A conversation with a former Apple engineer (I called wondering how I could add new photos to my phone for incorporation into videos) led to a meeting that led to a decision that we could do this! We could create a tool that helps caregivers better connect and engage with their loved ones, while also helping with activities of daily living, and reducing everyone’s stress. Academic research followed, and in the fall of 2022 we came out with the Zinnia app, which is easy to install, and is available on multiple platforms.
Zinnia had barely started to sprout and I was still in the thick of caregiving. In that role, I learned the importance of accepting help and support. I cannot imagine how I would have made it through without a dedicated community of caregivers that I met with regularly to exchange tips and tricks, to listen to and to be heard by, and to learn from.

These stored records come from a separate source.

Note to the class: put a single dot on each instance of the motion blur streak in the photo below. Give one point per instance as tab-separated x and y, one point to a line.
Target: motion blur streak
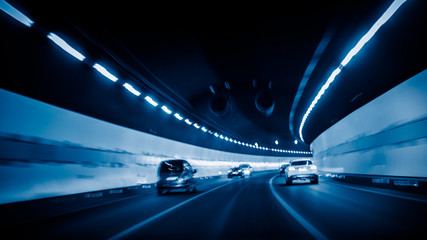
159	215
313	231
234	209
13	12
383	19
64	45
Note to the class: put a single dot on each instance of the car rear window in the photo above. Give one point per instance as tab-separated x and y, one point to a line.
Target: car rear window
299	163
171	166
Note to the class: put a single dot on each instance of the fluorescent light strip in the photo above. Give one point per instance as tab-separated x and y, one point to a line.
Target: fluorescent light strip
104	72
166	109
13	12
131	89
383	19
65	46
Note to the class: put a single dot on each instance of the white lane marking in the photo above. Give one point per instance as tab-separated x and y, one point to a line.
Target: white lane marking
384	193
310	228
148	220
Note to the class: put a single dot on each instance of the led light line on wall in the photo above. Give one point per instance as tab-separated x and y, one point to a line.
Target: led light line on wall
13	12
383	19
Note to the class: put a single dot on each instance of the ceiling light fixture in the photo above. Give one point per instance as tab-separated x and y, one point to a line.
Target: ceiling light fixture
65	46
383	19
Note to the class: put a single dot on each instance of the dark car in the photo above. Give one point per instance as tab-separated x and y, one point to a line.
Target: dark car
246	170
176	175
234	172
283	168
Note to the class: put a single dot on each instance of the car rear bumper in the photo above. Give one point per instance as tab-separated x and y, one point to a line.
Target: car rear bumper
303	177
168	185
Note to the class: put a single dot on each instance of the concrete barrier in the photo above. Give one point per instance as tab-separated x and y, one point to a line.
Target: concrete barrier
385	138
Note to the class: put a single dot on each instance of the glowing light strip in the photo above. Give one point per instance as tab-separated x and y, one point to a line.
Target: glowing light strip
166	109
131	89
383	19
13	12
177	116
65	46
4	6
104	72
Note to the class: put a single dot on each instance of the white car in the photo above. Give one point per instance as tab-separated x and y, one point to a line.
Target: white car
301	170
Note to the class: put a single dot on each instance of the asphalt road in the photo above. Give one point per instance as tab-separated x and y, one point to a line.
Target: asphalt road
259	207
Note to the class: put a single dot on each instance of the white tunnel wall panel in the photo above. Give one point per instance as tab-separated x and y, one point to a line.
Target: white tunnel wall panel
47	151
387	136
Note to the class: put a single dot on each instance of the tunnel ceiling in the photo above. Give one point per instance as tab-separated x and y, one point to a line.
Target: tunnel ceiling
237	68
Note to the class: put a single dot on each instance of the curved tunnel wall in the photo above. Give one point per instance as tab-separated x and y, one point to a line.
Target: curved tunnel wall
387	136
48	151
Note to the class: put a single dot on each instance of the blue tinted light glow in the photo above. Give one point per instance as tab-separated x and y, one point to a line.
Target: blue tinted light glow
65	46
131	89
104	72
166	109
13	12
383	19
151	101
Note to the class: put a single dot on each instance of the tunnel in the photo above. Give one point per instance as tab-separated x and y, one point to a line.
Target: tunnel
149	120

My beloved breathed his last in 2019. And now, more than ever, I believe in the power of community. I am SO excited to have been welcomed into the Caregiver Innovation Council (CAN). I look forward to being with ‘my people.’ Folks who get caregiving. Who understand the trials and travails of a person whose life is largely dedicated to the health and wellbeing of a loved one. I look forward to learning from other innovators who share a common purpose. Namely, how do we make life better for the people we have been? How do we bring some ease into their chaotic days? How do we help them find enjoyment during days that are long, and nights that are often longer still? And how do we grow and nurture our businesses so that we can continue doing our good work?
Evan would be proud of the work that we are doing at Zinnia. And thrilled to know that communities like CAN exist to help us and our peers succeed. Evan lost the ability to talk. To walk. To live with the autonomy and independence that he so treasured. But he never lost the ability to smile and to recognize that he was well-loved.